Applications are invited for Postdoctoral Scientists to join the laboratories of Dr Daniel Zilberman and Prof Martin Howard at the John Innes Centre (JIC).
The Zilberman laboratory studies the inheritance, function and evolution of DNA methylation, a key epigenetic mechanism that regulates plant and animal gene expression. The Howard laboratory specialises in mathematical modelling of biological systems. The successful candidates will work on a project supported by the European Research Council to achieve a quantitative understanding of how nucleosomes, linker histones, and other chromatin components influence the accurate inheritance of DNA methylation patterns, and will work to identify new factors that regulate DNA methylation maintenance using Arabidopsis thaliana as the primary model. We expect, however, that the ideas that will be developed will be highly relevant to transcriptional control across eukaryotes.
Aspects of this project will involve genetic, genomic, biochemical, bioinformatic and mathematical modelling approaches; candidates interested in using some or all of these techniques to explore DNA methylation-based epigenetics are encouraged to apply. The successful candidates will have a PhD in Biological or Physical/Mathematical Sciences at the time of appointment with a high quality publication record. For candidates on the modelling side, prior experience in mechanistic modelling of biological systems is desirable but not essential.

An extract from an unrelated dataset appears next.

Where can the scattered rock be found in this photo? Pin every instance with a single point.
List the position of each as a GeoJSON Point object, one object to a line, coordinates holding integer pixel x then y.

JIC is an internationally-renowned plant and microbial biology research institute housing world-leading scientists and featuring state-of-the-art infrastructure. The Postdoctoral Scientists will benefit from training in the Zilberman and Howard laboratories, interactions with other JIC scientists, and career development programs available at JIC.
Salary on appointment for these positions will be within the range £30,750 to £37,750 per annum depending on qualifications and experience.
The positions in the Howard (1003227) and Zilberman (1003228) laboratories will be for an initial period of 36 months, with the possibility of extension.